The findings mark the latest in a series of damning revelations about unsuitable and non-Covid compliant conditions on the sites. The Independent revealed last week that a previously unpublished NHS assessment of the military site in January outlined a series of failings by ministers to prevent and control a Covid outbreak among residents.

The report, carried out by Kent and Medway Clinical Commissioning Group (CCG) on 20 January, states that there were “too many people housed in each block to allow adequate social distancing and to prevent the risk of spread of infection”.

Separately, the Bureau of Investigative Journalism revealed last week that the Home Office pushed ahead with the plan to repurpose the military sites despite acknowledging that it would be a "risk" to house asylum seekers there during the pandemic.

Naomi Phillips, director of policy and advocacy at British Red Cross, said the sites were “completely inappropriate and inhumane” as housing for people fleeing war, persecution and violence, adding: “Our worst fears about the impact on people’s mental health have been realised”.

She called for the “urgent closure” of the sites and a commitment from government to work with local authorities, support organisations and communities to provide “safe and suitable” accommodation for those seeking refuge in the UK.

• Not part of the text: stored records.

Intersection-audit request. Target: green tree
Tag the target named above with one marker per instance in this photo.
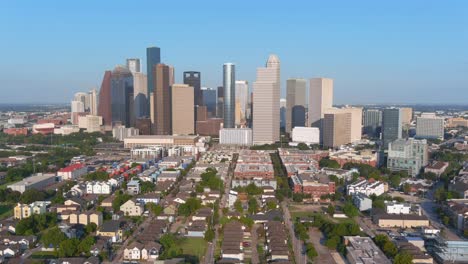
(53, 237)
(403, 258)
(328, 163)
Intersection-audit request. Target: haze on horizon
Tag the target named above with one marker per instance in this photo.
(376, 52)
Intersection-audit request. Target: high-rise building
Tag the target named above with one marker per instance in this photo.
(320, 99)
(193, 79)
(295, 103)
(429, 126)
(336, 129)
(104, 106)
(133, 65)
(266, 112)
(372, 121)
(407, 155)
(391, 125)
(210, 100)
(153, 58)
(93, 102)
(220, 102)
(183, 109)
(229, 78)
(121, 95)
(140, 94)
(242, 102)
(162, 100)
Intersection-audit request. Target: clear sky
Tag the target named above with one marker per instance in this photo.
(396, 51)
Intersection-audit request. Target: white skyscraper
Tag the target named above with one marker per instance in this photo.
(93, 101)
(242, 102)
(320, 99)
(266, 96)
(295, 103)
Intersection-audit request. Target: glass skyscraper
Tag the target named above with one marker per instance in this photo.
(229, 85)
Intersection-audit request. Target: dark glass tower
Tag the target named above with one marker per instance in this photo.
(153, 58)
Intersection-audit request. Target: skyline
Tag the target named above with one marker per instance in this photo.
(375, 52)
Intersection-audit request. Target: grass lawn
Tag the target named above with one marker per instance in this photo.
(6, 210)
(195, 246)
(43, 255)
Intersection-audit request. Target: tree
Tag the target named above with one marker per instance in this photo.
(328, 163)
(403, 258)
(53, 237)
(68, 248)
(253, 205)
(331, 210)
(350, 210)
(238, 206)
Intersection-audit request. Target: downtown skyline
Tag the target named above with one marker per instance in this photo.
(406, 56)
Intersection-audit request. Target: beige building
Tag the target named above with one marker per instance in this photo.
(295, 101)
(336, 129)
(183, 116)
(132, 208)
(266, 112)
(320, 99)
(90, 122)
(406, 115)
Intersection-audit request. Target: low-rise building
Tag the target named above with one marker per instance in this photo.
(366, 187)
(132, 208)
(72, 172)
(360, 250)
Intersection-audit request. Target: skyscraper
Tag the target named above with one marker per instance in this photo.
(182, 110)
(93, 103)
(153, 57)
(140, 95)
(266, 111)
(229, 78)
(210, 100)
(133, 65)
(162, 100)
(391, 125)
(295, 103)
(104, 106)
(220, 102)
(121, 95)
(372, 122)
(242, 102)
(193, 79)
(320, 99)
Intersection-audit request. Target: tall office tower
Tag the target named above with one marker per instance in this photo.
(220, 102)
(153, 57)
(183, 122)
(93, 103)
(209, 100)
(408, 155)
(295, 103)
(283, 105)
(104, 105)
(82, 97)
(193, 78)
(336, 129)
(320, 99)
(229, 78)
(372, 122)
(121, 88)
(242, 102)
(266, 112)
(133, 65)
(429, 126)
(162, 100)
(140, 94)
(391, 125)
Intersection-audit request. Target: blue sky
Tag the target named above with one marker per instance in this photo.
(376, 51)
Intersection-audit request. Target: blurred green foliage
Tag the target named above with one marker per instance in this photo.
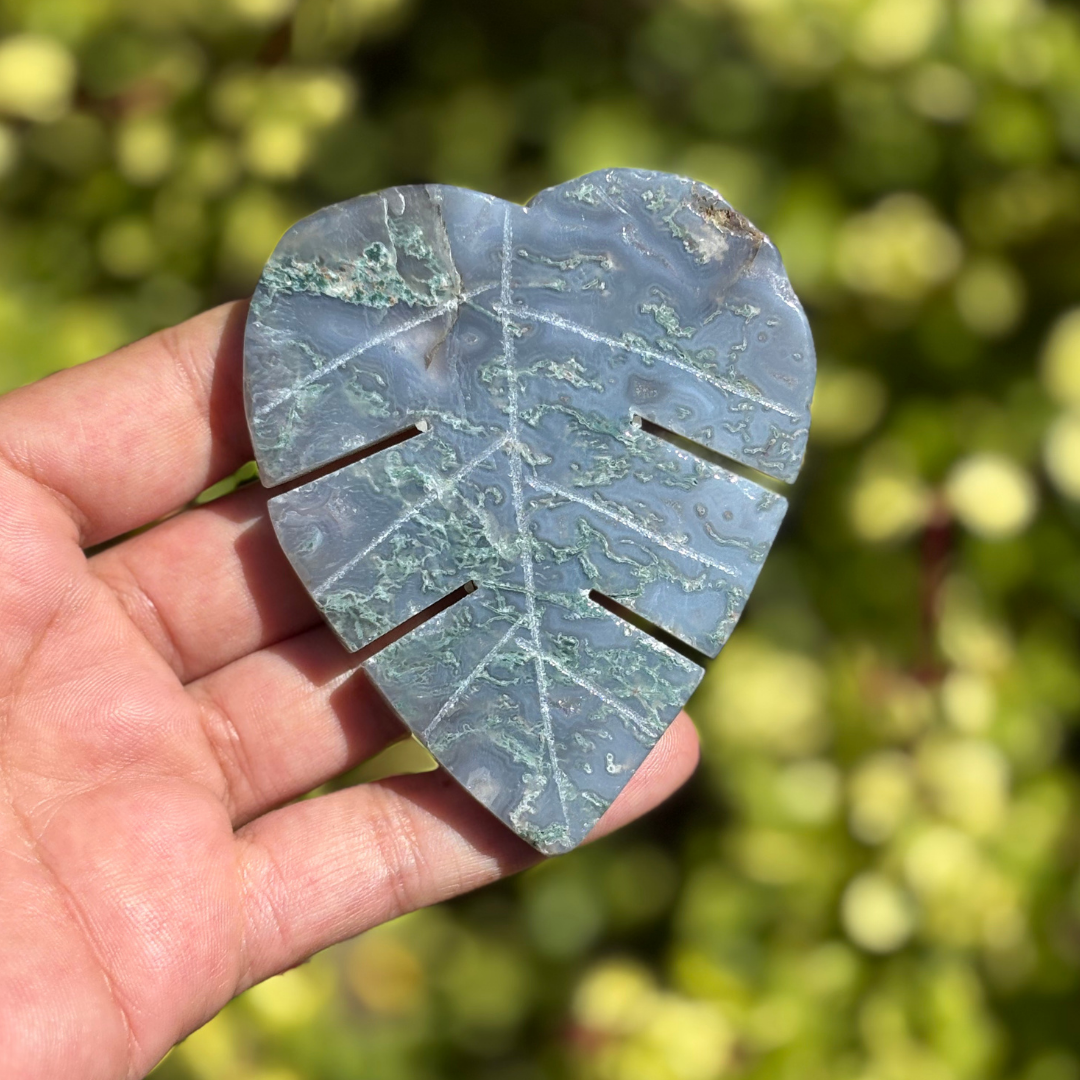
(876, 873)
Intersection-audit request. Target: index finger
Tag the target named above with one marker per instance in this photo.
(133, 435)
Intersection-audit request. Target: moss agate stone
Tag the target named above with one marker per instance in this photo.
(539, 351)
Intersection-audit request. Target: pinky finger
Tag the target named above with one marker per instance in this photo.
(326, 868)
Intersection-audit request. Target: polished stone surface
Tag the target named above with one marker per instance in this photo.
(528, 343)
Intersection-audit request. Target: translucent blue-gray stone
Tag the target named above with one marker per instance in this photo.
(528, 345)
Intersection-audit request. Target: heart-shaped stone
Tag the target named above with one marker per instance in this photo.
(544, 359)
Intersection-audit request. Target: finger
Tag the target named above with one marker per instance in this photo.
(320, 871)
(210, 585)
(286, 719)
(125, 439)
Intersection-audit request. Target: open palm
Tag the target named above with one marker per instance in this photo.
(159, 703)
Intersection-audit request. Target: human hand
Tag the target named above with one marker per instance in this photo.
(159, 703)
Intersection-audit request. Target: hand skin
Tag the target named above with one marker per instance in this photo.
(161, 702)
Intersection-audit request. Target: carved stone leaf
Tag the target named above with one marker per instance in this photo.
(528, 343)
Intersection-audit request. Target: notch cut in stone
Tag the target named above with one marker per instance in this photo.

A Home Office spokesperson said: “During these unprecedented times we have met our statutory duty to provide asylum seekers, who would otherwise be destitute, with suitable accommodation and three meals a day all paid for by the British taxpayer.

“We expect the highest possible standards from our service providers and have instructed them to make improvements at the site.”

They said it was wrong to say the barracks were not adequate for asylum seekers and that the department had placed people at the sites in order to ensure there was sufficient accommodation capacity.